First, the loot

Lil Louie, Rusty and Horus begin our adventure in future Horus’ library, selecting our cool stuff. Lil Louie picks up a feat book, I think, but it is unspecified which one it was. This becomes relevant later.

Rusty and Horus both take the magnanimous path of selecting power-ups for their familiars/sidekicks. Rusty takes a feat of Shadow Touched for Wit, and Horus gets an upgrade to a familiar feat for Gary.

Second, the market

At the market, Louie convinces his Mum not to deal with Asmodeus until we have exhausted all other avenues of bringing Kristen back.

A group of passing Giff wolf-whistle at Zaesta, lasciviously complimenting her butt. Zaestra is actually pretty pleased, and asks them what they like about it. They foolishly respond that it’s going to provide a lot of food when they eat her. This is astonishingly stupid - sure, they didn’t know she was an Astral Dreadnaught, and instead thought she was only an infinitely long snake tailed demon, with a beautiful female torso sporting six arms, each wielding a sword. What did they think was going to happen when they picked that fight, the brainless fatties. They got ate.

While that light entertainment was progressing, Vexith offers to sell us some souls. We didn’t buy any, but she did satisfy our curiosity of what, exactly, other-planar creatures actually used them for. Not much, as it turns out.

Back to the library

Horus is deeply impressed with himself for making the clock at some unspecified future time. I’m sure the bootstrap paradox will be fine.

Wit, excited with his newfound abilities, casts Sending to Dennis to ask where he is, and once he gets a response, casts Guiding Hand to lead us directly to him. This was problematic for Ethan, who still needed to get Louie and Dennis through some of their own stuff, so at this point we learn that the adventure has not, so far, been contemporaneous. While the Sending happened “now” for Rusty and Horus, it is a week or so in the future for Dennis.

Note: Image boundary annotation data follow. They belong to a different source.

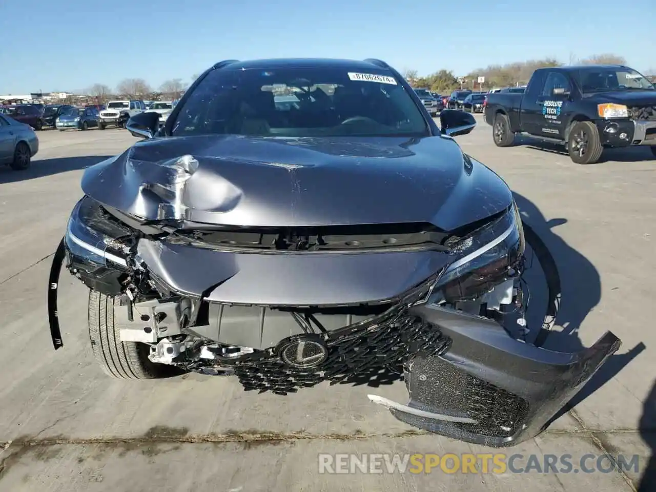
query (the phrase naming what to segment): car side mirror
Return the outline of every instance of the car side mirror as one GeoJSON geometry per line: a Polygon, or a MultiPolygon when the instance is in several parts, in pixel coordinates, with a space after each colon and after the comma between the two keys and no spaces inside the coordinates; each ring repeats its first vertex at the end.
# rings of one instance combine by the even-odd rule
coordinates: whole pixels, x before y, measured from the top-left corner
{"type": "Polygon", "coordinates": [[[137,113],[127,121],[125,128],[139,138],[152,138],[159,129],[159,114],[155,112],[137,113]]]}
{"type": "Polygon", "coordinates": [[[476,126],[476,119],[470,113],[457,110],[444,110],[440,113],[440,131],[443,135],[466,135],[476,126]]]}

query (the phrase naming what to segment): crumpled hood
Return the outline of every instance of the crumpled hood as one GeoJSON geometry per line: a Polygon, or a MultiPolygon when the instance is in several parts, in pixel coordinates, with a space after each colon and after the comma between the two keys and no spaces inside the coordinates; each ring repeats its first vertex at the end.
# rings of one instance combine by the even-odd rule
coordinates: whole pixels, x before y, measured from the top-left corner
{"type": "Polygon", "coordinates": [[[501,178],[443,136],[156,138],[88,168],[82,189],[150,220],[251,226],[452,230],[512,202],[501,178]]]}

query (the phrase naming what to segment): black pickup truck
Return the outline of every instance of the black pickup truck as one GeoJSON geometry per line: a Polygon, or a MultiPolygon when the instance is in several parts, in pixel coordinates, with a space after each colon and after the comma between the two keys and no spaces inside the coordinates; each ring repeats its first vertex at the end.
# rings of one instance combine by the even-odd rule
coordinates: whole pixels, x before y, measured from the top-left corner
{"type": "Polygon", "coordinates": [[[656,89],[623,66],[538,69],[523,94],[489,94],[485,116],[499,147],[525,133],[564,144],[579,164],[605,147],[650,146],[656,156],[656,89]]]}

Ethan tries to distract from this blatant Deus Ex Machina by having the fabulous Astral Dragon pop back up. He asks Horus the question that Louie couldn’t answer:

“I have no beginning, for I was never born. I have no end, for I cannot die. Yet every moment, I am created anew and destroyed in the same breath. The gods themselves cannot escape me, though they may bend me. What am I?”

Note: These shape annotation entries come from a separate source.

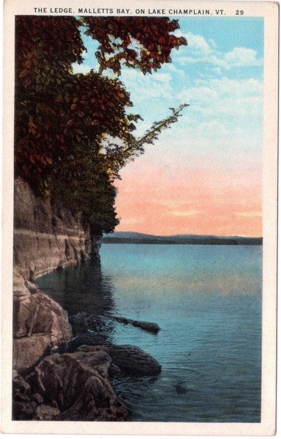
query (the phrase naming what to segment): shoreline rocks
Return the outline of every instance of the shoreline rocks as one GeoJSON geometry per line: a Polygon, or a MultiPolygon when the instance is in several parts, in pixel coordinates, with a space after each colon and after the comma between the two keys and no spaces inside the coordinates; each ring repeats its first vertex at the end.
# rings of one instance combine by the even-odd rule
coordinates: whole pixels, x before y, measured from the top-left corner
{"type": "MultiPolygon", "coordinates": [[[[136,346],[97,345],[88,337],[83,313],[70,322],[67,312],[32,281],[81,264],[91,254],[98,257],[98,237],[91,240],[79,215],[36,198],[20,179],[15,182],[14,220],[13,420],[125,420],[128,410],[110,379],[155,376],[160,365],[136,346]],[[70,323],[81,336],[73,338],[70,323]]],[[[139,323],[149,330],[148,322],[139,323]]]]}

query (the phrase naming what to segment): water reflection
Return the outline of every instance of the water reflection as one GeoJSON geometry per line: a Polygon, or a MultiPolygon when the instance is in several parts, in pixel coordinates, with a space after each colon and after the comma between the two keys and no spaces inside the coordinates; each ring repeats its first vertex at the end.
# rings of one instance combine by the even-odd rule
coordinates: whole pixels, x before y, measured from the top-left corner
{"type": "Polygon", "coordinates": [[[114,324],[103,316],[114,313],[113,286],[110,277],[103,276],[99,259],[48,273],[35,283],[68,312],[70,319],[79,312],[86,313],[90,333],[94,336],[103,332],[103,342],[111,342],[114,324]]]}

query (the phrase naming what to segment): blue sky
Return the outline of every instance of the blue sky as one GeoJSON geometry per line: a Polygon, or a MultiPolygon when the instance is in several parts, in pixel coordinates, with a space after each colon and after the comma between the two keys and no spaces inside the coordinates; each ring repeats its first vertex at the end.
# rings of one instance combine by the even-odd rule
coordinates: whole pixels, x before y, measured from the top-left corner
{"type": "MultiPolygon", "coordinates": [[[[131,111],[139,113],[144,120],[138,124],[137,133],[140,135],[154,121],[168,116],[169,107],[176,108],[182,103],[190,106],[184,110],[182,117],[171,129],[161,133],[154,145],[147,147],[143,156],[121,171],[121,177],[132,185],[132,175],[139,172],[140,166],[151,169],[154,166],[158,174],[160,169],[162,173],[166,169],[167,178],[170,180],[175,173],[188,179],[195,169],[202,175],[202,169],[211,168],[214,175],[221,175],[222,185],[239,186],[240,198],[247,189],[253,197],[255,187],[254,205],[250,207],[250,200],[246,197],[239,208],[237,203],[233,207],[239,211],[232,212],[232,222],[234,214],[244,215],[248,221],[252,219],[255,222],[256,227],[259,218],[261,228],[261,208],[257,206],[261,205],[258,198],[261,200],[263,19],[189,17],[180,17],[178,22],[180,29],[176,33],[184,35],[188,45],[173,51],[171,63],[152,75],[124,69],[120,79],[131,93],[134,104],[131,111]]],[[[92,40],[85,41],[88,51],[83,64],[74,66],[75,72],[85,73],[97,67],[94,44],[92,40]]],[[[217,184],[210,181],[210,176],[208,178],[209,186],[217,184]]],[[[205,184],[207,185],[207,181],[205,184]]],[[[126,229],[128,208],[124,207],[123,211],[122,203],[129,189],[125,185],[120,185],[116,205],[117,211],[118,203],[121,206],[126,229]]],[[[161,188],[158,193],[160,191],[161,188]]],[[[219,189],[224,191],[222,187],[219,189]]],[[[147,195],[144,191],[143,197],[147,195]]],[[[190,196],[186,193],[186,199],[190,196]]],[[[215,198],[214,195],[214,203],[215,198]]],[[[216,201],[221,204],[221,200],[216,201]]],[[[195,215],[195,212],[202,214],[203,211],[199,205],[196,208],[190,206],[189,210],[186,205],[181,211],[180,204],[178,200],[175,207],[175,202],[174,211],[182,219],[185,214],[184,233],[188,233],[192,212],[195,215]]],[[[136,230],[140,223],[134,224],[128,219],[127,224],[136,230]]],[[[252,232],[248,231],[244,234],[254,234],[254,228],[253,226],[252,232]]],[[[196,233],[193,229],[192,232],[196,233]]],[[[243,231],[239,233],[243,234],[243,231]]]]}

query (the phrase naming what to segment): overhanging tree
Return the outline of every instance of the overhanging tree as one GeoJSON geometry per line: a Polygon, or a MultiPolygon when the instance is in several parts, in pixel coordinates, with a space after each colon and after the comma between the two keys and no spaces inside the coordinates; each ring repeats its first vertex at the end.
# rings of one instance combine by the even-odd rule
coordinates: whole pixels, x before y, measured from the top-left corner
{"type": "Polygon", "coordinates": [[[186,44],[171,35],[167,18],[16,18],[15,171],[37,193],[83,212],[93,234],[118,223],[114,180],[127,161],[143,152],[181,110],[154,124],[141,139],[133,132],[141,117],[128,113],[129,93],[119,76],[123,66],[151,73],[186,44]],[[99,72],[74,75],[83,62],[81,32],[97,40],[99,72]]]}

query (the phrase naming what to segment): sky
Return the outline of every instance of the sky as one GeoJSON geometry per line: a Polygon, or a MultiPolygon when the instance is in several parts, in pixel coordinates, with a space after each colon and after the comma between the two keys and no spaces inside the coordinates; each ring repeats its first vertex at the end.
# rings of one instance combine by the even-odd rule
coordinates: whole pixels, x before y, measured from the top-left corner
{"type": "MultiPolygon", "coordinates": [[[[173,17],[178,18],[178,17],[173,17]]],[[[116,181],[116,231],[261,236],[263,19],[178,18],[188,45],[152,75],[120,79],[143,121],[140,136],[170,107],[178,121],[128,163],[116,181]]],[[[75,73],[96,68],[92,40],[75,73]]]]}

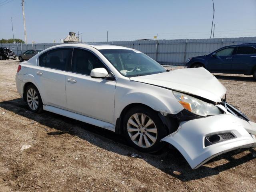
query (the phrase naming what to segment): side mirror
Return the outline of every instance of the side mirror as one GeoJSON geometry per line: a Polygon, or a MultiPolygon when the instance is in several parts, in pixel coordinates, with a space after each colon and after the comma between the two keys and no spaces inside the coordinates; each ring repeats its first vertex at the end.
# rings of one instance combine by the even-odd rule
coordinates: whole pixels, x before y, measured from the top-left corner
{"type": "Polygon", "coordinates": [[[108,76],[108,71],[104,68],[95,68],[91,71],[91,77],[103,78],[108,76]]]}
{"type": "Polygon", "coordinates": [[[217,56],[217,54],[216,54],[216,53],[214,53],[212,55],[212,57],[216,57],[216,56],[217,56]]]}

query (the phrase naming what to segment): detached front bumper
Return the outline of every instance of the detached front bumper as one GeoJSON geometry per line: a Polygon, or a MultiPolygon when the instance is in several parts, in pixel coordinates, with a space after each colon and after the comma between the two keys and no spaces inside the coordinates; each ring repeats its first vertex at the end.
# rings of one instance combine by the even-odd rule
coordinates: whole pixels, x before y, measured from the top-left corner
{"type": "Polygon", "coordinates": [[[224,153],[256,147],[256,124],[226,114],[182,122],[161,140],[176,147],[196,169],[224,153]]]}

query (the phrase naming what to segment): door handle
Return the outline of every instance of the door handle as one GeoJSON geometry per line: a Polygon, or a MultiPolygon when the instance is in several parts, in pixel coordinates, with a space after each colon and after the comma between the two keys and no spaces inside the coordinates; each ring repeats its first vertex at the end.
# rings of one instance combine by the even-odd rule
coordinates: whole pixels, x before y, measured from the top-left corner
{"type": "Polygon", "coordinates": [[[72,83],[76,83],[76,80],[74,80],[74,79],[68,79],[67,80],[67,81],[68,81],[68,82],[72,82],[72,83]]]}
{"type": "Polygon", "coordinates": [[[40,75],[40,76],[42,76],[44,74],[40,71],[38,71],[37,72],[36,72],[36,74],[40,75]]]}

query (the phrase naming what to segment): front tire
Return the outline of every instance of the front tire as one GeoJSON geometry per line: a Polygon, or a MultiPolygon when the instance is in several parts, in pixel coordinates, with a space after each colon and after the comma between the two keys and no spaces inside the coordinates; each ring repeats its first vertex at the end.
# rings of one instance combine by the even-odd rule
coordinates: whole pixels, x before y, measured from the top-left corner
{"type": "Polygon", "coordinates": [[[254,69],[254,70],[252,72],[252,75],[253,76],[253,78],[256,80],[256,69],[254,69]]]}
{"type": "Polygon", "coordinates": [[[123,126],[129,144],[137,150],[152,153],[165,145],[160,140],[167,135],[157,113],[144,106],[135,107],[125,115],[123,126]]]}
{"type": "Polygon", "coordinates": [[[30,85],[26,89],[26,102],[29,110],[37,113],[43,111],[43,103],[39,92],[34,85],[30,85]]]}

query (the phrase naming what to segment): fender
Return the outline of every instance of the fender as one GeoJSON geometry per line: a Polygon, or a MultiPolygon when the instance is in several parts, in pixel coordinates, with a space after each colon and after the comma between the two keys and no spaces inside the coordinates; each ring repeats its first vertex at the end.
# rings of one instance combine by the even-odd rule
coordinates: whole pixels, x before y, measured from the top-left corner
{"type": "Polygon", "coordinates": [[[130,80],[120,79],[116,86],[114,122],[129,104],[140,103],[166,115],[176,114],[184,109],[172,93],[162,87],[130,80]],[[125,81],[129,81],[128,83],[125,81]]]}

Horus gets it correct with “the Present”. He rolls fantastically for his reward, and while he actually got a Vorpal Sword, that is revised into a protective sheath for his Spellbook, which makes all his spells with spell attack rolls Vorpal. Any spell he casts which requires an attack roll, if he gets a natural 20, it takes the targets head off.

This gives us some really amusing possibilities:

Spells that require an attack roll
Spell Commentary
Bigby's Hand Rips the targets head clean off
Contagion Depends on the disease. Their head rots off? Catches fire? The possibilities are endless.
Dispel Evil and Good You force a creature back to its home plane, but not all of it makes the trip.
Inflict Wounds You know that scene from Raiders of the Lost Ark? Like that.
Shocking Grasp Lightning to the head, which POPs.
Vampiric Touch Like Inflict Wounds, with the added bonus that you get healed the damage you do. How many hit points did that guy have?
Chill Touch Movie nostalgia again. Jason X kills Adrienne by freezing her head in liquid nitrogen, then smashing it on a countertop.
Chromatic Orb Chromatic Orb. Pick your poison! Choose the damage type you want!
Eldritch Blast Force damage. An invisible punch to the face so hard the head comes away.
This one could be really good for crit farming. It's a cantrip so you can cast it forever, and you get 3 rolls per cast.
Fire Bolt Classic! Just a body with a charred neck stump!
Guiding Bolt Radiant damage! Like firebolt, but holier!
Ice Knife Slices the head off and freeze-cauterizes the wound. Tidy.
Produce Flame Not a fire blast so much as just convincing the whole head to spontaneously combust. Maybe the scariest one.
Ray of Enfeeblement Huh. This spell doesn't even do any direct damage. You make the guy so tired his head falls off.
Ray of Frost See the entry for Chill Touch - but at a range.
Ray of Sickness I'm thinking that scene from Robocop where Clarence hits Emil with the car after he is inundated with toxic waste, and he bursts.
Scorching Ray Like Firebolt, but potentially targeting 3 people. Heh.
Witch Bolt Like shocking grasp, but ranged.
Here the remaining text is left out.